Some of the many well-established risk factors for ED are: atherosclerosis, hypertension, diabetes, low testosterone, hyperthyroidism, hypothyroidism, etc. In spinal cord injury, the degree of ED depends on the location and extent of the spinal lesion. Reflexogenic erection is preserved in 95% of patients with complete upper cord lesions, and only 25% of patients with complete lower spinal cord lesions.9 Men with testosterone levels below 200 ng/dL have abnormal nocturnal erections.10 Hyperprolactinemic patients have ED and associated low circulating levels of testosterone.11 Diffuse atherosclerosis of the internal pudendal, common penile, and cavernous arteries has been reported in patients with a known history of atherosclerotic disease and leads to impotence secondary to the decreased cavernosal perfusion.12 Patients with Peyronie’s disease have plaque formation that may prevent the inelastic tunica albuginea from compressing the emissary veins and allow venous outflow from the cavernosal sinusoids.13 In addition to these established risk factors for ED, this study demonstrates that chronic prostatitis is a risk factor for ED.

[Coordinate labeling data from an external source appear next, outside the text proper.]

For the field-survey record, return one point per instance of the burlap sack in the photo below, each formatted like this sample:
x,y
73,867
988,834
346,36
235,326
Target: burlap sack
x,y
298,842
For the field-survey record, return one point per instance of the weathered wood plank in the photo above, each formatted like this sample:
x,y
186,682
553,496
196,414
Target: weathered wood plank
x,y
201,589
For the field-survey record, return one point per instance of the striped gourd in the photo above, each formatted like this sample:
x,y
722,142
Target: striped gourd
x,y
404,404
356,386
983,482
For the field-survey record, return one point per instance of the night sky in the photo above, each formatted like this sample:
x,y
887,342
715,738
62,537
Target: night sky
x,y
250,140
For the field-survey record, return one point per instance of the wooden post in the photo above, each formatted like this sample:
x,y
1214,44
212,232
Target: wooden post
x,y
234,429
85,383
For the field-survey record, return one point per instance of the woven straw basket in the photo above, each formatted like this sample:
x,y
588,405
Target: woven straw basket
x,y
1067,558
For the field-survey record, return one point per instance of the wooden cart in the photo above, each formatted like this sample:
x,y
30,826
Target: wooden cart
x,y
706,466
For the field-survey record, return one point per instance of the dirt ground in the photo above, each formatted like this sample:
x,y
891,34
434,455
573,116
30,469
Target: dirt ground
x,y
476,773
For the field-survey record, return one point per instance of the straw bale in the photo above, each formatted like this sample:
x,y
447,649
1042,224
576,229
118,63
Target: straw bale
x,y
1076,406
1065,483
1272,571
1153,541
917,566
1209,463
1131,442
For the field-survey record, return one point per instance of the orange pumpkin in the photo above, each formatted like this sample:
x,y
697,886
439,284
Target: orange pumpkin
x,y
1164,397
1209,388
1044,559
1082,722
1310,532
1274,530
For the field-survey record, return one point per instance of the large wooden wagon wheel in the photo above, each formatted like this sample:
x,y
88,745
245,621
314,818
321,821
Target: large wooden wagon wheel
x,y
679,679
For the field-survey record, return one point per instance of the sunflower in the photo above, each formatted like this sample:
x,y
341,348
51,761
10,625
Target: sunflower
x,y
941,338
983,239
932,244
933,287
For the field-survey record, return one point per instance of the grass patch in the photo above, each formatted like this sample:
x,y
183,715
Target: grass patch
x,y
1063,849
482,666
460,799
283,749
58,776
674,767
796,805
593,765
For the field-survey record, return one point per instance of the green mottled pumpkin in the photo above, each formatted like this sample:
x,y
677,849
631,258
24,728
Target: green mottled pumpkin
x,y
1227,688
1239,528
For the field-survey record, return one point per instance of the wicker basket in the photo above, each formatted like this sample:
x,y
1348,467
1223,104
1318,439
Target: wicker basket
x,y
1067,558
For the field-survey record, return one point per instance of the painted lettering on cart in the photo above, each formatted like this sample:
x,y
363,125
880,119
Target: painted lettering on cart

ED is more prevalent in chronic prostatitis patients. Brahler demonstrated a 34% ED rate in his population of chronic prostatitis patients.14 Mehik et al. noted a 43% incidence of ED in patients with chronic prostatitis.6 In a population of 1768 chronic prostatitis patients, Liang and colleagues had 402 patients (23%) with ED.15
The mechanism by which chronic prostatitis results in ED is currently unknown. According to the classification system developed by the International Society of Impotence Research, the five main reasons for ED are: vascular insult, neurogenic lesions, anatomic abnormalities, endocrine causes, and psychogenic disturbance.16 Using this classification system, few hypotheses may be drawn. Increased blood flow to the prostatic capsule, along with diffuse flow through the prostatic parenchyma, have been shown to occur in chronic prostatitis.17 Although the prostate receives the majority of its blood supply from the prostatic artery―a branch off the inferior vesical artery―some blood supply is present from the middle hemorrhoidal and pudendal arteries. It may be possible that the increased blood flow to the prostate in chronic prostatitis is a result of shunting of blood toward the prostate and away from the corpora cavernosa.
Numerous studies have demonstrated inflammation associated with chronic prostatitis. Mehik et al. demonstrated a higher intraprostatic tissue pressure in category 3A patients (chronic inflammatory prostatitis) compared to category 3B patients (chronic noninflammatory prostatitis).15 Krieger et al. demonstrated a higher prevalence of ED in patients with inflammatory chronic prostatitis compared to those with noninflammatory chronic prostatitis.19 Does the inflammation and edema impinge on the surrounding neurovascular bundle leading to ED?
Depression and other psychological manifestations have been shown to be fairly common among chronic prostatitis patients.20 Can we attribute ED in the subset of depressed chronic prostatitis patients to depression, or is ED directly related to pathologic changes seen in the prostate?
Finally, treatments for chronic prostatitis must be assessed. Whereas the most common medical treatments for prostatitis include antibiotics, ą-blockers, and/or anti-inflammatory agents, some urologists prescribe finasteride to prostatitis patients. Leskinen et al. demonstrated a decrease in prostatitis symptom scores in patients treated with finasteride.21 However, the use of finasteride alone can result in ED. Some urologists have prescribed gabapentin and amitriptyline for relief of chronic pelvic pain. These two agents can contribute to ED, as well.
Chronic prostatitis is a risk factor for ED. Chronic prostatitis patients have lower SHIM scores than general urology patients. Whereas the mechanism of ED in chronic prostatitis is poorly understood, patients with chronic prostatitis should be questioned about ED as part of their routine urologic care, and offered treatment options for ED. Also, patients with ED should be evaluated for signs and symptoms of chronic prostatitis as an underlying cause of their ED.